- Born: 10 June 1935 (age 91) Rupal village, Gandhinagar district, Gujarat
- Education: Master of Arts; LL.B; PhD;
- Alma mater: University of Mumbai
- Occupations: novelist, short story writer and literary critic
- Writing career
- Language: Gujarati
- Genres: novel, short story
- Notable works: Vishwajeet (1965); Vivart (1968);

= Pinakin Dave =

Pinakin Natwarlal Dave (born 1935) is Gujarati language novelist, story writer and critic from Gujarat, India.

==Life==
Dave was born on 10 June 1935 at Rupal village (now in Gandhinagar district, Gujarat). He matriculated in 1951. He completed B. A. in Sanskrit and Gujarati in 1957, M. A. with Sanskrit and Prakrit in 1959 and LL.B in 1960. In 1963, he received Ph.D. from University of Bombay writing thesis on Jain poet and philosopher Siddhasen Divakar.

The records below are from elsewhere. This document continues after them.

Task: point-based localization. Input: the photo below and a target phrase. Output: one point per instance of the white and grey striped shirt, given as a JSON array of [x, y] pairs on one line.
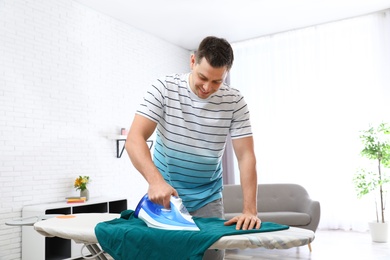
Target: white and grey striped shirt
[[191, 135]]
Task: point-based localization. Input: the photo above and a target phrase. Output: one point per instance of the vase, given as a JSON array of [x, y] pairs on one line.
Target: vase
[[84, 193], [379, 231]]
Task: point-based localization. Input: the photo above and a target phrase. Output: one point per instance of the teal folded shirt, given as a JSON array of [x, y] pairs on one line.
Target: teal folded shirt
[[129, 238]]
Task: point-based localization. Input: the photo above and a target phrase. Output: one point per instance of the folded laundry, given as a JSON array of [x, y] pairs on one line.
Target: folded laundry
[[128, 238]]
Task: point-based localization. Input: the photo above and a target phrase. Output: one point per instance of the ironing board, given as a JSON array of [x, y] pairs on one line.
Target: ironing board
[[80, 228]]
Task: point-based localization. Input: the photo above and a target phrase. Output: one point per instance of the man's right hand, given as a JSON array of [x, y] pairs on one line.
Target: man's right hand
[[161, 193]]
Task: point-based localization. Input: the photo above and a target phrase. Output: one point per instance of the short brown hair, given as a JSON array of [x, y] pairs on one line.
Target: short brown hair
[[216, 51]]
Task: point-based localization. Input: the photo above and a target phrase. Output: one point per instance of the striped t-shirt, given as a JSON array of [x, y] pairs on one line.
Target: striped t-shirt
[[191, 135]]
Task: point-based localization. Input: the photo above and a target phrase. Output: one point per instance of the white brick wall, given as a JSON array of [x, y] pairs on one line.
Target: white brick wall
[[69, 76]]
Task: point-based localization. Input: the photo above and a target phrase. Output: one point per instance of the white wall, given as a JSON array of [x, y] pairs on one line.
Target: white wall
[[69, 76]]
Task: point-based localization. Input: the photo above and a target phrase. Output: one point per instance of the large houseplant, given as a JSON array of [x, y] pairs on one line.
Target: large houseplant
[[376, 148]]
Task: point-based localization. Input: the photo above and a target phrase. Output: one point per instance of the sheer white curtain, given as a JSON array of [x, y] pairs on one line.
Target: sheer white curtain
[[310, 91]]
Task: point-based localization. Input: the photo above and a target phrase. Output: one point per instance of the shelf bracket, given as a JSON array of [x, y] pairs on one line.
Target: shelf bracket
[[118, 141]]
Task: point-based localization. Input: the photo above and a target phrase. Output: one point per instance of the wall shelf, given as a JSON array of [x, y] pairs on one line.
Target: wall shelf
[[122, 138]]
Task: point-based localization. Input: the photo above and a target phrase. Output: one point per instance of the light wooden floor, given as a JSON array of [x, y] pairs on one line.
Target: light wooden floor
[[328, 245]]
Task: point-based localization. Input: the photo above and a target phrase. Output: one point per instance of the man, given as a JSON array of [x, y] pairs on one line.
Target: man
[[194, 113]]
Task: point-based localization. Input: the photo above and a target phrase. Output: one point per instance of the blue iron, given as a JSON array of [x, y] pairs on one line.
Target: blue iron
[[156, 216]]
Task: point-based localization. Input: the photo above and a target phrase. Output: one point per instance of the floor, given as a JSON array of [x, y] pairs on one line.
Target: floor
[[327, 245]]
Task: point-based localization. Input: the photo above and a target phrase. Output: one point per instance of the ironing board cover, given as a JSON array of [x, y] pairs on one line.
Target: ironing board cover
[[128, 238]]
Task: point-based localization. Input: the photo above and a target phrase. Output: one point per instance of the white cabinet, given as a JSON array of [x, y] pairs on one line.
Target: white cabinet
[[37, 247]]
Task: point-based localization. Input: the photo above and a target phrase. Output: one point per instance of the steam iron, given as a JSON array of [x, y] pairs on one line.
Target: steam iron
[[156, 216]]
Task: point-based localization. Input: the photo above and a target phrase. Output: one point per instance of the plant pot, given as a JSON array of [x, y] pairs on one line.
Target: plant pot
[[379, 231], [84, 193]]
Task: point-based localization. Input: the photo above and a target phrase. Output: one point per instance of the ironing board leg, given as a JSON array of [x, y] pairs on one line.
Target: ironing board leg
[[94, 249]]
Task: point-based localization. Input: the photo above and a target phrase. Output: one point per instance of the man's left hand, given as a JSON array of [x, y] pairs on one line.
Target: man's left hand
[[245, 222]]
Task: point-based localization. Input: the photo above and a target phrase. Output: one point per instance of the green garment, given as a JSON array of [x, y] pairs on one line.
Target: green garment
[[129, 238]]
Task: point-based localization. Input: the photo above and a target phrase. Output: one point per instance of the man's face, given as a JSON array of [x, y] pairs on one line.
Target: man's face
[[204, 79]]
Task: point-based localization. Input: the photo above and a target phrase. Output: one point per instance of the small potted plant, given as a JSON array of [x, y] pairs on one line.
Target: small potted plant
[[81, 183], [376, 148]]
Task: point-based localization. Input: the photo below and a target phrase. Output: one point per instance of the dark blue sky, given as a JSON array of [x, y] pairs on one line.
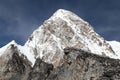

He worked as a manager with Easyquip Pvt. Ltd from 1963 to 1968. He joined Vivekanand Arts College, Ahmedabad as a professor from 1968 to his retirement. He edited Anand magazine for brief period. His works are awarded by Gujarati Sahitya Akademi.

==Works==

Dave is prolific novelist. His Vishwajeet (1965) is based on mythological narratives of Parshuram. Adhar (1964) is a story of nurse and Vivart (1968) is psychological novella of the patient "Kodh". Urdhvabahu (1975) is set in a chawl of Mumbai while Aniket (1976) focuses on a protagonist dwelling in past even though he had left his home. His critically acclaimed Mohnisha (1981) focuses on complexity of contemporary men. His other novels are Anubandh (1978), Prabal Path (1979), Ankh Vinanu Akash (1981), Sat Loknu Antar (1982), Aaa Teer Pele Teer (1983), Kamvan (1984), Mograni Kali (1992), Vishavriksh I-II (1994). Shri Ramayan Navalkatha Shreni is four parts novel series on Ramayana titled Ayodhya, Vardan, Vanvas and Abhishek respectively.

His collections of novellas include Trupti (1969), Dubta Avajo (1977) and Chhidra (1995). Purvapaksh (1978) is work of critic on Sanskrit literature. Nandshankar (1979) is a short biography of Nandshankar Mehta published as a part of series on Gujarati writers Gujarati Granthkar Shreni. His several novels are translated in Hindi and Tamil.